Delineate roles early on If you’re working on the project with another person, talk up front about who’s in charge of what. In Allison and Aaron’s case, she took the lead on design while he headed up execution and order of operations. “A DIY project can be stressful on a relationship and your home life,” says Aaron. “We found it really helpful to have really clear roles and responsibilities.”

Keep your larger vision top of mind Even if you’re unable to complete all of your dream projects in a short time span due to time or budget constraints, “having a holistic vision for the house is super important,” says Allison. “You may have to renovate one room at a time, but each project should build on the next so that it doesn’t look disjointed.”

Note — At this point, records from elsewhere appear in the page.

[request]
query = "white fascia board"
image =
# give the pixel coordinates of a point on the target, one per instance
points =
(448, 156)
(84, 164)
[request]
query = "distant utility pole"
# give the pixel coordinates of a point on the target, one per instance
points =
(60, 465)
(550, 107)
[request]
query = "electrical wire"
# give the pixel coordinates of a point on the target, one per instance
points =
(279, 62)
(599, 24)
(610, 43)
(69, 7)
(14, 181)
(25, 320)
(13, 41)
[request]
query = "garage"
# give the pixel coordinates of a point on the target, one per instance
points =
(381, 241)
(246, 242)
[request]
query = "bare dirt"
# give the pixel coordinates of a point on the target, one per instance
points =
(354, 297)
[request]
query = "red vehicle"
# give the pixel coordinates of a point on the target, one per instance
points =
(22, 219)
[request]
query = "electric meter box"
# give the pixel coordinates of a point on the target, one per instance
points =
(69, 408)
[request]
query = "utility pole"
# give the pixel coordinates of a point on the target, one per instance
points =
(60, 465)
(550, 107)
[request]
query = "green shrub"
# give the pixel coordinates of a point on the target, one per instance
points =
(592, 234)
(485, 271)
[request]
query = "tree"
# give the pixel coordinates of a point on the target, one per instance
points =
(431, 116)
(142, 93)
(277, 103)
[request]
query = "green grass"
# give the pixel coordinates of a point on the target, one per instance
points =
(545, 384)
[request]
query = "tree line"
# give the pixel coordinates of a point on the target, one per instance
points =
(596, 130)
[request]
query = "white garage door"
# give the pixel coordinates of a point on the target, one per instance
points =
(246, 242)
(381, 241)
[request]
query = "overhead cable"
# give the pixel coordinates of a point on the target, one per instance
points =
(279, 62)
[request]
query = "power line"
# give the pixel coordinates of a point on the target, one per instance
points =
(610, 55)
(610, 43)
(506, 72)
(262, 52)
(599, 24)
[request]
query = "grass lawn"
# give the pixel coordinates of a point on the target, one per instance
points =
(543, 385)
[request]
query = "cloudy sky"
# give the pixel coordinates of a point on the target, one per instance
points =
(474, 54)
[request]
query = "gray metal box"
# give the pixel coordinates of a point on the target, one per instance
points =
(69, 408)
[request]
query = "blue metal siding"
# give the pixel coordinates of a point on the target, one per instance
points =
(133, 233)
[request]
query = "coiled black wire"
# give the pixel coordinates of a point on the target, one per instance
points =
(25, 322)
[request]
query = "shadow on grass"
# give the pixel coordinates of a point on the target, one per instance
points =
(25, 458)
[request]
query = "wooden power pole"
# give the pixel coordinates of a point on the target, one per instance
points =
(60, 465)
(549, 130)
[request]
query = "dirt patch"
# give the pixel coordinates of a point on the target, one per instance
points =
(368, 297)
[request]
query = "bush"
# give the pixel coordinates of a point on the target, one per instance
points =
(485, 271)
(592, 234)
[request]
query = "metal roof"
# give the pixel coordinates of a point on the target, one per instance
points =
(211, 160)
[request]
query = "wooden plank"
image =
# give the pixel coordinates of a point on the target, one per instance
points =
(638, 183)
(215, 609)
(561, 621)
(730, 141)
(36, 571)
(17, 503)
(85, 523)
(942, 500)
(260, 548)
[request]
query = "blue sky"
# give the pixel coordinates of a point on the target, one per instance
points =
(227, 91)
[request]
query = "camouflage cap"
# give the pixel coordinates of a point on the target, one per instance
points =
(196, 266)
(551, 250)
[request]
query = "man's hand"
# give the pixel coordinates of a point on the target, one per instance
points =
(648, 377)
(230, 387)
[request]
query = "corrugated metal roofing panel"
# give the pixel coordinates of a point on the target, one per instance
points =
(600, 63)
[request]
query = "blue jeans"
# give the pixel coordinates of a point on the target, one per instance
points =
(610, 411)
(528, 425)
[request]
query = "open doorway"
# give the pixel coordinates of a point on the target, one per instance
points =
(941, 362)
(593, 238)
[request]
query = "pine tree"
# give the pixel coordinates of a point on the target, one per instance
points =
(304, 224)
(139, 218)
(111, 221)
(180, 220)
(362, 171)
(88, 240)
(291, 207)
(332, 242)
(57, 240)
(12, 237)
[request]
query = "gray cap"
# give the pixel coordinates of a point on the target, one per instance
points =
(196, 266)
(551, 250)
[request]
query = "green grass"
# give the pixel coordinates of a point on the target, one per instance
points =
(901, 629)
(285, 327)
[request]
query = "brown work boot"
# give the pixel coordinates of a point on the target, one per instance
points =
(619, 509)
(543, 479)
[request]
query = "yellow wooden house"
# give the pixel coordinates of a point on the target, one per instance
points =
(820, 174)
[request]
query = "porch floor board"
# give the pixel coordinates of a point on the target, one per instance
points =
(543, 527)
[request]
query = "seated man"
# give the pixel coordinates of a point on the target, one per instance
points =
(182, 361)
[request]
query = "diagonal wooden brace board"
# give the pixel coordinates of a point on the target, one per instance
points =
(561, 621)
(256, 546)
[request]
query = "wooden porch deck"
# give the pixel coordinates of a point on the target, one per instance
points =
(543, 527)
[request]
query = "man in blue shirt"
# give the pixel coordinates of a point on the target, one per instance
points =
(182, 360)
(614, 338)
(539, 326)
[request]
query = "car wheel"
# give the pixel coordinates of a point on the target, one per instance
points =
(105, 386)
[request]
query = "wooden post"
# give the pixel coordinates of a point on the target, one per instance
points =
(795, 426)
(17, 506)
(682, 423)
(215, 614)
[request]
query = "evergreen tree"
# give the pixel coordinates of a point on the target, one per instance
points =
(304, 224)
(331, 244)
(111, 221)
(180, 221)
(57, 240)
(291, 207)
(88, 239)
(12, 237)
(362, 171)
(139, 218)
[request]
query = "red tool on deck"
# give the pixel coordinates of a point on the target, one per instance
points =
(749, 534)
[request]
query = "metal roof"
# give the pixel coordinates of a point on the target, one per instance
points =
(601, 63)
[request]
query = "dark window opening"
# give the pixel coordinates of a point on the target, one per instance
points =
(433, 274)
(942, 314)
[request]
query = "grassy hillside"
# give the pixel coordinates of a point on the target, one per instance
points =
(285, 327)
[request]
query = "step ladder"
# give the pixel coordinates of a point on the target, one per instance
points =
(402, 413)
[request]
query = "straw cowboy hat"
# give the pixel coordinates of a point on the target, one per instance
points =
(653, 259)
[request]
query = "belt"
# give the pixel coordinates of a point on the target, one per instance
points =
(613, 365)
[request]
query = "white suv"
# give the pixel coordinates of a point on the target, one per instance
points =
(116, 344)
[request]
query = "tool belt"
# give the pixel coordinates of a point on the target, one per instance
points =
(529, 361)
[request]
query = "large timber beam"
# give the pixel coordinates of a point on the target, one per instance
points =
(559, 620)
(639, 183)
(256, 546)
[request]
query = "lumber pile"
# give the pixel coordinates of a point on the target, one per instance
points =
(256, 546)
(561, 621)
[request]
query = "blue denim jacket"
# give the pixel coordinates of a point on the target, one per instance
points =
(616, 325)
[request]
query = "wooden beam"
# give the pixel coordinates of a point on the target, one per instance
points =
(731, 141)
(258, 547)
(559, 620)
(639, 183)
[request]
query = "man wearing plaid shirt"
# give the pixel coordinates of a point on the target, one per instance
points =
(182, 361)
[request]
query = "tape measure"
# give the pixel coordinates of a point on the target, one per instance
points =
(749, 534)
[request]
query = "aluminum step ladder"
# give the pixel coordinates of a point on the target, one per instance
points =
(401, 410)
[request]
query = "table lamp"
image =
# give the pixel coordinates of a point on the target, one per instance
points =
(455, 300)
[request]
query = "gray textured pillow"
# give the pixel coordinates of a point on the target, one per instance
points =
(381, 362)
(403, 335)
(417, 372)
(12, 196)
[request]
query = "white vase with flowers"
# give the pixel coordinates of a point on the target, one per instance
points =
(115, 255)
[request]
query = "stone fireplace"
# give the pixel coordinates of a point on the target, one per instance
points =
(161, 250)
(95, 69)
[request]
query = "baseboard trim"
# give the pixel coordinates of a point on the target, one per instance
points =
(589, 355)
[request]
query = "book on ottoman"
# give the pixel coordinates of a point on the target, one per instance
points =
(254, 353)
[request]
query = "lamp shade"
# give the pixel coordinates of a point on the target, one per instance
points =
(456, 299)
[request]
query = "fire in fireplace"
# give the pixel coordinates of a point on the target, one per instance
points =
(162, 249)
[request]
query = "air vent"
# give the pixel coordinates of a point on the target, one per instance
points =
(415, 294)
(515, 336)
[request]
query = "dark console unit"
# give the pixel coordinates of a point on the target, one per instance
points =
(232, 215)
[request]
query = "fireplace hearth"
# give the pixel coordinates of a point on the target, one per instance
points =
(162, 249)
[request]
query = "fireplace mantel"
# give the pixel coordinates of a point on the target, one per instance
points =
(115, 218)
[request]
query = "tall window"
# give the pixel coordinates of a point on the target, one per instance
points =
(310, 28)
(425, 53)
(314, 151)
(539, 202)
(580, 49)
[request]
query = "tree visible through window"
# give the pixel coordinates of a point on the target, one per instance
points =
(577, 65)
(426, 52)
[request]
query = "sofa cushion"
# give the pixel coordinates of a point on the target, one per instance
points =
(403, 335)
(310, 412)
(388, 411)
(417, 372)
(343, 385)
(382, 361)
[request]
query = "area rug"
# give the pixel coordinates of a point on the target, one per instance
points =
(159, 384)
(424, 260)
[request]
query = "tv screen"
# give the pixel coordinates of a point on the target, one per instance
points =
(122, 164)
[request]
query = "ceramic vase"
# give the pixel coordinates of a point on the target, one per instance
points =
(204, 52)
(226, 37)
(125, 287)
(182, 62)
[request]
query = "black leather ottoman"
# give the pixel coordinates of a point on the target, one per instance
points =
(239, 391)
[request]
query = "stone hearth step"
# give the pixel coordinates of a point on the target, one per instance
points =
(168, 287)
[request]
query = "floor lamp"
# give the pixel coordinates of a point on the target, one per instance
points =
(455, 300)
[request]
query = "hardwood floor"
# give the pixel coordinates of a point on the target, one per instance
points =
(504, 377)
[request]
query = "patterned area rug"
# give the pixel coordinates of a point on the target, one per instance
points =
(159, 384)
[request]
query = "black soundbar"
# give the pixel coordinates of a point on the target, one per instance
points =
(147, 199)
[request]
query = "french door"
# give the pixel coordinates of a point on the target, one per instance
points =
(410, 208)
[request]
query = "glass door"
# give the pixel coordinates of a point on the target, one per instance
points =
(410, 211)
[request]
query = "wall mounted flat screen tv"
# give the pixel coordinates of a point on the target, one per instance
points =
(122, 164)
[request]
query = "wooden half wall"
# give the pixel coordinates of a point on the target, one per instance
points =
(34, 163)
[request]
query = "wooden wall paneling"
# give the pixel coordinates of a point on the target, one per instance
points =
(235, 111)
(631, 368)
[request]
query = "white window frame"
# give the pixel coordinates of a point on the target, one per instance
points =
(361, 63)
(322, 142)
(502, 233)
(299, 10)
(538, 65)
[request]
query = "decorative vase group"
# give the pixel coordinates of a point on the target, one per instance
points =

Think holistically about impacts to your living space Whether you’re remodeling a tiny bathroom or your entire home, considerA what Aaron calls “storage, staging and scope isolation.” Where will you keep the tools and materials needed for the job? Do you have ample space set aside for cutting lumber or assembling cabinetry? How will you minimize dust and debris outside the worksite? “Thinking ahead about all of these things will help the project go more smoothly,” he advises.

Photo by Andrea Gunn

Purchase materials in advance Nothing brings a home project to a screeching halt faster than the words “out of stock.” That’s why Aaron recommends purchasing materials, appliances and fixtures up front, before work begins. “We learned from the supply chain shortages during the pandemic that it’s risky to dive in and not have everything you need for a project.”

Know when to call a pro

It’s OK not to know everything. “If you’re unsure or uneasy, it’s worth getting on the phone with a professional,” suggests Aaron, who recommends having a list of trusted resources at the ready. “It’s never fun to have to scramble to find someone in the middle of an emergency.”